VILLA D’ESTE (TIVOLI)
WELTKULTURERBE
Für Kardinal Ippolito d’Este – Sohn der Lucrezia Borgia und Neffe des gleichnamigen Kardinals, dem Ludovico Ariosto Rasender Roland gewidmet hatte – war zu einem bestimmten Zeitpunkt seines Lebens der Aufstieg auf den päpstlichen Thron und der Stolz, seiner Familie einen Papst zu schenken, zu seinem einzigen Lebensinhalt geworden. Doch bei jeder Konklave wurden seine Hoffnungen enttäuscht, ganze sechs Mal.
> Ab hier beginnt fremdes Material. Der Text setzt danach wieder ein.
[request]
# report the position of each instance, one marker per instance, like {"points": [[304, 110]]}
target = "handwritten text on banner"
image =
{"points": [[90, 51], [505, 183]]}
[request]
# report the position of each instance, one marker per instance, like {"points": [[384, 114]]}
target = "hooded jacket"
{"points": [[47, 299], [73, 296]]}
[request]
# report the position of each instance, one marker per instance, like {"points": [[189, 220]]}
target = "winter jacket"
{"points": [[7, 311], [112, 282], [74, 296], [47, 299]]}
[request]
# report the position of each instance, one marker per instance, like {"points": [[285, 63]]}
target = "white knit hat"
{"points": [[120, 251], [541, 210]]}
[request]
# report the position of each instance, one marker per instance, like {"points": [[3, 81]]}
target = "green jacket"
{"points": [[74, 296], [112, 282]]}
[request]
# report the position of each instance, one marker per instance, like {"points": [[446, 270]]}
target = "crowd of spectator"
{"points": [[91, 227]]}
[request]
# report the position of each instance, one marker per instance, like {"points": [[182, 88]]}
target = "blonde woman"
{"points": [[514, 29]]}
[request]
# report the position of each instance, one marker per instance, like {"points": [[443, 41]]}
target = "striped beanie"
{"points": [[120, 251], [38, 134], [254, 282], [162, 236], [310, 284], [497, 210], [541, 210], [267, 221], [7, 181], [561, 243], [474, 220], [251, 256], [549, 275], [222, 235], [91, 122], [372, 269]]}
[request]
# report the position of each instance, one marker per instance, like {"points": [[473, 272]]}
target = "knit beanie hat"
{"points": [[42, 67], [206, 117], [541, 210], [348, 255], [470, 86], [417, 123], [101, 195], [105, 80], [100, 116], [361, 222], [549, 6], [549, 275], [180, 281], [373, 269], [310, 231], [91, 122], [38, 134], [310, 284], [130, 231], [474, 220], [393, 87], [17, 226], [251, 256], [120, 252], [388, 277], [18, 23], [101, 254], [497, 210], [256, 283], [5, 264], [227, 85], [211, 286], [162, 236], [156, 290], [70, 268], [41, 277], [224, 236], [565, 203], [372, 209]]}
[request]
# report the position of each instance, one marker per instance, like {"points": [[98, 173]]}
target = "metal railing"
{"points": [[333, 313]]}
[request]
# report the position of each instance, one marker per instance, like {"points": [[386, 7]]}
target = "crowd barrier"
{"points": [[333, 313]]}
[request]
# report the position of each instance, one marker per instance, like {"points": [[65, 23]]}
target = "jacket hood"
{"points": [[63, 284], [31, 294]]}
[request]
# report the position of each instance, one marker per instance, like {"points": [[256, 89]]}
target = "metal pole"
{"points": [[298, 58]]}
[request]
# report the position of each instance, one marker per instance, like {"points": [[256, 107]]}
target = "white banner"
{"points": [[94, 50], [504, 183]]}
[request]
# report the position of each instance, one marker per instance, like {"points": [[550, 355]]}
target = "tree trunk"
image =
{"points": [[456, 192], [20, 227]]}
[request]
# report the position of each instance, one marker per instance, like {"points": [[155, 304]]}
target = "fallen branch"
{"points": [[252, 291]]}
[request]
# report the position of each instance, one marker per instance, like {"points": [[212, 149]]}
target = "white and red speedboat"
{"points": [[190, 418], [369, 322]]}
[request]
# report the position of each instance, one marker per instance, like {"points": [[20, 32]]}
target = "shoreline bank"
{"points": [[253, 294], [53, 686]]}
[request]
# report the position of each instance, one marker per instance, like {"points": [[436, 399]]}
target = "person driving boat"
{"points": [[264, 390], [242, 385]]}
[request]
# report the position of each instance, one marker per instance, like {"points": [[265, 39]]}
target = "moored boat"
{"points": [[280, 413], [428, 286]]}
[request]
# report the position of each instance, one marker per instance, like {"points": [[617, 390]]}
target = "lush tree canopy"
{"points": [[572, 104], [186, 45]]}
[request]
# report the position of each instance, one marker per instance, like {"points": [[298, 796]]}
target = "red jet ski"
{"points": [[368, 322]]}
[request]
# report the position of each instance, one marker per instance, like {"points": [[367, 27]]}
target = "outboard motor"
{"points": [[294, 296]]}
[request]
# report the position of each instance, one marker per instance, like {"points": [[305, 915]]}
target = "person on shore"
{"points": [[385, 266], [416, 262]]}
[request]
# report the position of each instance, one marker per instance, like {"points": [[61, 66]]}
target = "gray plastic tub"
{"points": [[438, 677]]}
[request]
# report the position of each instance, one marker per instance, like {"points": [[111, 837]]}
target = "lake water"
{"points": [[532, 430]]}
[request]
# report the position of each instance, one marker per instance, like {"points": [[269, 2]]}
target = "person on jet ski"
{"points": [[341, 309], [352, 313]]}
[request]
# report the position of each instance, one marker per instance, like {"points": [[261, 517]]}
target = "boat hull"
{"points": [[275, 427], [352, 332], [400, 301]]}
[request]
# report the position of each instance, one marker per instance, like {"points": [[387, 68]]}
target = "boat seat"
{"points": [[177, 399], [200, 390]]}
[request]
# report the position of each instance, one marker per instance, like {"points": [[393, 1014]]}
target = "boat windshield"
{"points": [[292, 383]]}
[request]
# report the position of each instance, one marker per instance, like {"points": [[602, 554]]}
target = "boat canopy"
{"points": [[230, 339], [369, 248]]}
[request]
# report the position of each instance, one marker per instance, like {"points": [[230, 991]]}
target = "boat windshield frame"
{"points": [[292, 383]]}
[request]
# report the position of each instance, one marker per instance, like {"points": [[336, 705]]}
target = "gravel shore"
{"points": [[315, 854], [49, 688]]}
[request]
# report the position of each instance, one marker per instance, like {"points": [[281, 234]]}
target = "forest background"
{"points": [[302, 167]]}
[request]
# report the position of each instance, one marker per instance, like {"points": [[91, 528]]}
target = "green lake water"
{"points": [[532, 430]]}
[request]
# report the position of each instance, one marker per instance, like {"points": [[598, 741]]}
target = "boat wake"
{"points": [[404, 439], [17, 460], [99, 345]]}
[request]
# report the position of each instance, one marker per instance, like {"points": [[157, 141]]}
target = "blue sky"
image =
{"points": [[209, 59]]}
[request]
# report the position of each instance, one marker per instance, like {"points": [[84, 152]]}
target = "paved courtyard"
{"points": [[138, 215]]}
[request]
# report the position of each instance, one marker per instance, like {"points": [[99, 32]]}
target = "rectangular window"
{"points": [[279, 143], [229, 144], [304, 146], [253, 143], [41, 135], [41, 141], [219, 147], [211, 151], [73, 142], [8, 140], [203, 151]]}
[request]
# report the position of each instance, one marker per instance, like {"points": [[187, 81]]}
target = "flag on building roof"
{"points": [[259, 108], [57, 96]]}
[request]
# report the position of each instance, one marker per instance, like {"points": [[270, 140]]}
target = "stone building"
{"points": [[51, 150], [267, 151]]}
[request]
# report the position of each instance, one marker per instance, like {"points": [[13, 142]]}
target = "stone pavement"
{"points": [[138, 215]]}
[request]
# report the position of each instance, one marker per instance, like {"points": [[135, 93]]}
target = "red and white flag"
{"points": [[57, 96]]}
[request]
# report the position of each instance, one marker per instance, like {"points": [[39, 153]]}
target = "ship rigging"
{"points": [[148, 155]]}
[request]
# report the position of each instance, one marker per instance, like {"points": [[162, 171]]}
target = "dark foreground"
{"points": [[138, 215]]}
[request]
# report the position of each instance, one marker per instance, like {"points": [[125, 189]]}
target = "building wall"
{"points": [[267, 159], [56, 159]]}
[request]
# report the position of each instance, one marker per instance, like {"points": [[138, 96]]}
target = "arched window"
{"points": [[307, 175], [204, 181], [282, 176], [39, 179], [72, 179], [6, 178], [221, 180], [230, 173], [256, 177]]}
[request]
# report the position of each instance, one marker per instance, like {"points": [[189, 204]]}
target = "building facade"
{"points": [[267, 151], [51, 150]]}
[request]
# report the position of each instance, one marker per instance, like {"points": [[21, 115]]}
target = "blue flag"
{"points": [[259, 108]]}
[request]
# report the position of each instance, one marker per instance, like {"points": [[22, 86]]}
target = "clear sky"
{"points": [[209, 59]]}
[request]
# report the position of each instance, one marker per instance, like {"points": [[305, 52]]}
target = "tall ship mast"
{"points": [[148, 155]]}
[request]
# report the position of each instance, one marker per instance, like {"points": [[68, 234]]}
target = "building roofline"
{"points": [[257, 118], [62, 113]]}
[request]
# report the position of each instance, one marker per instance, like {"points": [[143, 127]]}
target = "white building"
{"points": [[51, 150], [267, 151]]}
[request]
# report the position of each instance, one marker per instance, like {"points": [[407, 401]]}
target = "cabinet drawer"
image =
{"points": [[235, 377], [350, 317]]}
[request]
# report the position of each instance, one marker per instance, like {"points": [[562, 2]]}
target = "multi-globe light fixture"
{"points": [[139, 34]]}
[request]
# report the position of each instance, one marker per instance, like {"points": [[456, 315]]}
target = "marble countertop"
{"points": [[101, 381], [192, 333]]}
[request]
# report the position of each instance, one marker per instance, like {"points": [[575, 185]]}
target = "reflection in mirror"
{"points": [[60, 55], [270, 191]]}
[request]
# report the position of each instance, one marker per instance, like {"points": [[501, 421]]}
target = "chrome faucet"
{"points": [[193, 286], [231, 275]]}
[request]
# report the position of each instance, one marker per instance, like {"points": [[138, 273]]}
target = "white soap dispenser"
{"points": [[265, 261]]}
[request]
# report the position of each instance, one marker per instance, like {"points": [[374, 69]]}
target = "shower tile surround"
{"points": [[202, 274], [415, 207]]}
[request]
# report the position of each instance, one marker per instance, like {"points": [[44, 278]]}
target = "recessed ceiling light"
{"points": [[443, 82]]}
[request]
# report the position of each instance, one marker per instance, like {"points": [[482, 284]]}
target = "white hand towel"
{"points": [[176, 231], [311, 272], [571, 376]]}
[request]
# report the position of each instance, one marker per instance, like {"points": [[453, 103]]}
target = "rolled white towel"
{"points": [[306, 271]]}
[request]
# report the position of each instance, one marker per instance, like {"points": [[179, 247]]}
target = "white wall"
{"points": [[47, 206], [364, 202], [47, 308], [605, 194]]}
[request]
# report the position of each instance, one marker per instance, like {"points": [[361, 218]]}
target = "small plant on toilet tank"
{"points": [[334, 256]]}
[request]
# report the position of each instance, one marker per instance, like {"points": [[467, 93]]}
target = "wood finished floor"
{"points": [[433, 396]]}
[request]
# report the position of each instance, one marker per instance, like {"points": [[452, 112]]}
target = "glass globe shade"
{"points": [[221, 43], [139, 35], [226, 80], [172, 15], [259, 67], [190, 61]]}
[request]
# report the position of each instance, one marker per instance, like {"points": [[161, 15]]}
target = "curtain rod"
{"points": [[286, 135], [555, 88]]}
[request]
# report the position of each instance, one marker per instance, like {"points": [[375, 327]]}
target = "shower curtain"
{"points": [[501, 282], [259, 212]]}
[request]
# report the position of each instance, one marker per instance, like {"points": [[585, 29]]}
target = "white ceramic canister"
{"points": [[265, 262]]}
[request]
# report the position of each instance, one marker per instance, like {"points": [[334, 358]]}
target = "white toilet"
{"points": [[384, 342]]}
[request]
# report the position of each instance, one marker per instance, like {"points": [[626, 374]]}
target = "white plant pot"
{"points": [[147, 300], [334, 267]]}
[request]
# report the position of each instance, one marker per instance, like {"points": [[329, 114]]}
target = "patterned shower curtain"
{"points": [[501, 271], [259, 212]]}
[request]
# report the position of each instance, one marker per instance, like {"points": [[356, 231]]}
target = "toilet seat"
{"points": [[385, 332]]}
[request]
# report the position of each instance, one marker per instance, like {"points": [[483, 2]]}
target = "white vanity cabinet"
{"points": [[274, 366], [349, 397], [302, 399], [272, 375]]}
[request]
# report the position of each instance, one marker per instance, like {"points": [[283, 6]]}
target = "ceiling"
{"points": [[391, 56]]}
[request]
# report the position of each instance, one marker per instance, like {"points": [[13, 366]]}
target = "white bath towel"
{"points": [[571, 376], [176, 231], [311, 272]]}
Ippolito, der sich mehr mit den Machenschaften der Macht und den profanen Vergnügungen als mit seiner Berufung beschäftigte, verstrickte sich in Liebesaffären, hatte eine Tochter, Renata, die spätere Ehefrau von Lodovico Pico della Mirandola, und reagierte seinen Frust am Bauprojekt der Villa d’Este in Tivoli ab, einem Ort im Aniene-Tal, das seit der Kaiserzeit von der römischen Elite besucht wurde. Kurz nach der Einweihung der Villa in Anwesenheit von Papst Gregor XIII. starb er, am 2. Dezember 1572. Die Villa und der prächtige Garten verfielen und die antiquarischen Sammlungen wurden verstreut, bis die Residenz Mitte des 19. Jhs. von Kardinal Gustav Adolf von Hohenlohe-Schillingsfürst restauriert wurde. In jenen Jahren wurde eine kleine Wohnung der Villa d’Este zum Feriendomizil des Komponisten Franz Liszt, der, inspiriert von der Villa, drei Stücke der Klaviersolosuiten Années de pèlerinage schrieb. Die Villa d’Este ist seit 2001 Weltkulturerbe der UNESCO und bringt ihre ganze Pracht in ihren Gärten zum Ausdruck: Hunderte von Brunnen, Nymphäen, Grotten, Wasserspielen und Wasserorgeln machen sie nicht nur zu einem Meisterwerk des italienischen Gartenmodells, sondern vermitteln dem Besucher auch ein absolutes Gefühl von Frieden und Harmonie. Vielleicht derselbe Frieden, den Ippolito d’Este in der Kühle und dem Murmeln seines Kunstwerks suchte, weit entfernt von der Hektik der Paläste der Macht.
NICHT ZU VERPASSEN
„Die Strenge von Sparta, die üppigen Landschaften von Larissa bewegen mich nicht, sondern das Echo, das in Tivoli vom Tempel von Albunea, vom Wald von Tiburno, vom Wasserfall des Aniene und von den bewässerten Obstgärten ausgeht.“
Die Schönheit der Landschaft von Tivoli, die von Horaz in diesen Versen seiner Oden (I, 7) besungen wird, hat im Laufe der Jahrtausende die Aufmerksamkeit von Dichtern, Malern, Kaisern und Päpsten auf sich gezogen.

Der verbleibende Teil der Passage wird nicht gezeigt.